Écriture singulière, sujet étrange, un petit livre dense. Pour son premier roman adulte, l’auteur nous enferme dans un univers bizarre, un huis-clos dont seule la fin du récit nous libère.
Séquestration
Un homme, prof d’histoire de 40 ans, fomente le projet d’enlever quelqu’un. L’homme, qui souffre de solitude après avoir perdu une grand-mère malade, veut séquestrer un individu au sous-sol de sa maison, aménagé à cet effet. Son choix se porte sur Joël, un adolescent en fuite après avoir vécu un drame familial dont il est l’auteur. Une relation se noue entre les deux êtres, noces clandestines consommées dans la souffrance.

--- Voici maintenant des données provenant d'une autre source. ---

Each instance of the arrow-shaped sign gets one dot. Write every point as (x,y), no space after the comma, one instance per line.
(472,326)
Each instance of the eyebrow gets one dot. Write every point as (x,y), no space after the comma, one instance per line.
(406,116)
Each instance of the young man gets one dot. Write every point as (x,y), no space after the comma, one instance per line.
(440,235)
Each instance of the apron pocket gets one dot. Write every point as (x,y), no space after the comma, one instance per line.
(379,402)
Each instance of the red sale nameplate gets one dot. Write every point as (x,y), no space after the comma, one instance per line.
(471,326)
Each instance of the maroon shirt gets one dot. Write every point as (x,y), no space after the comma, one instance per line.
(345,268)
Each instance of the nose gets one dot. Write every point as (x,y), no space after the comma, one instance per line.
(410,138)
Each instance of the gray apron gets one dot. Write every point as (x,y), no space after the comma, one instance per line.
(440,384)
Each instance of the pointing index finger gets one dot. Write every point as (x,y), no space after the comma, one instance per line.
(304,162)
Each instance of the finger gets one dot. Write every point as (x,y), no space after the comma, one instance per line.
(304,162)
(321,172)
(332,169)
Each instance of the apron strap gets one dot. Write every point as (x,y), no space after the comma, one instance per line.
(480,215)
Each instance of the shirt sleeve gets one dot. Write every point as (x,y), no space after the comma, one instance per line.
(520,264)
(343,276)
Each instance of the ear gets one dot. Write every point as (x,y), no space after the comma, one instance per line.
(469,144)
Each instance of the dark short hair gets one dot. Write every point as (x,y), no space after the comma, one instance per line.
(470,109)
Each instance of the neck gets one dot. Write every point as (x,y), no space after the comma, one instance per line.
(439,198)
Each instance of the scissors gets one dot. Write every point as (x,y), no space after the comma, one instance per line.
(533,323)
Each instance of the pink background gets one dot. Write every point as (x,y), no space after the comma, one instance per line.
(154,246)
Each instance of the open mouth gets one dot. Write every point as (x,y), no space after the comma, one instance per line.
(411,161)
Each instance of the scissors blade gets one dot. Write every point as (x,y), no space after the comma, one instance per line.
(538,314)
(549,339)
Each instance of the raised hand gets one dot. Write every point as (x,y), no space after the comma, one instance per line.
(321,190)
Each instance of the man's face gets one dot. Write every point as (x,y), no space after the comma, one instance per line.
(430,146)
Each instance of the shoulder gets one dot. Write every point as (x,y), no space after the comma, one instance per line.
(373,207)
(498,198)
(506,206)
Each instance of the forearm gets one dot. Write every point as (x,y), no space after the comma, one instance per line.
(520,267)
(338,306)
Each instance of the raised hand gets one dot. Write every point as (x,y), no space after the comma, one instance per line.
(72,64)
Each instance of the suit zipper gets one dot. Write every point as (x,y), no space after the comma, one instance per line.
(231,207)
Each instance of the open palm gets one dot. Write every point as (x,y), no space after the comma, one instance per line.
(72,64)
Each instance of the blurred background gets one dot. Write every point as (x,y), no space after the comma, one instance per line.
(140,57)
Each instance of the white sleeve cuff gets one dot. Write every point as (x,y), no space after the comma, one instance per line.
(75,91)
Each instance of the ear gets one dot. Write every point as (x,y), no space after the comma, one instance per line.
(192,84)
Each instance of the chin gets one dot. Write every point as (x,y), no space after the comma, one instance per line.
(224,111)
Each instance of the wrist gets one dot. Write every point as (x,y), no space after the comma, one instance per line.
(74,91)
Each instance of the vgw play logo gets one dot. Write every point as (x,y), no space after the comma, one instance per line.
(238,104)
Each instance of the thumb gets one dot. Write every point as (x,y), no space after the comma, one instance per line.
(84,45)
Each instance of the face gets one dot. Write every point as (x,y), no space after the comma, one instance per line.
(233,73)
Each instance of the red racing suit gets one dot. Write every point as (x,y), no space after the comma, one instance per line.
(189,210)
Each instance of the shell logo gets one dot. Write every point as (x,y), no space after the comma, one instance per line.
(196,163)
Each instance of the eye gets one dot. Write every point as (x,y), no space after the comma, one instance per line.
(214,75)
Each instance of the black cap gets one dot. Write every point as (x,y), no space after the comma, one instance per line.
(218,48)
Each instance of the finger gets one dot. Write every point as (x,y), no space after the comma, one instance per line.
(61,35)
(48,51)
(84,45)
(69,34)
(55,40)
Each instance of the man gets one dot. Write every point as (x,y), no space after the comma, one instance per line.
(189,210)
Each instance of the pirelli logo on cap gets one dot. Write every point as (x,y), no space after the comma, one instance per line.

Dans ce jeu de domination, dans ce lien pervers entre le jeune prisonnier et son geôlier, les positions s’inversent peu à peu. Le maître devient esclave, victime de sa passion pour son prisonnier, à moitié consentant.
“Le jour passa dans la découverte silencieuse de l’attrait qu’il excerçait sur moi. Il me tenait déjà sous sa coupe, bien plus que moi-même qui le détenais dans ma cave, et je me demandais jusqu’à quel point il en avait conscience.” (p.37)
Maître et esclave
Qui croyait prendre au piège, est pris dans ses propres rets. Maître est esclave s’adonnent à une union étrange, s’unissent dans des “noces clandestines”. Le rapport de domination évoluent en un drôle jeu de rôle.
Un peu à l’égal du lien qui relie le lecteur à l’auteur. Ainsi parle le narrateur des livres dont Joël est féru :
“En lire la première ligne vous asservit jusqu’à la dernière, et même longtemps après. Entre leurs pages, vous n’êtes plus maître de vous-même; vous vous abandonnez sans conditions à l’esprit d’une plume plus forte que vous, susceptible de vous emmener dans des travers sombres et glauques.” (p.90)
Mise en abyme étonnante. Mais par mégarde le narrateur oublie de verrouiller la porte de sa cave, et son prisonnier s’enfuit, laissant le gardien désemparé. Et nous aussi lecteurs, nous nous voyons de la sorte comme libérés dans les dernières pages du récit. Étrange.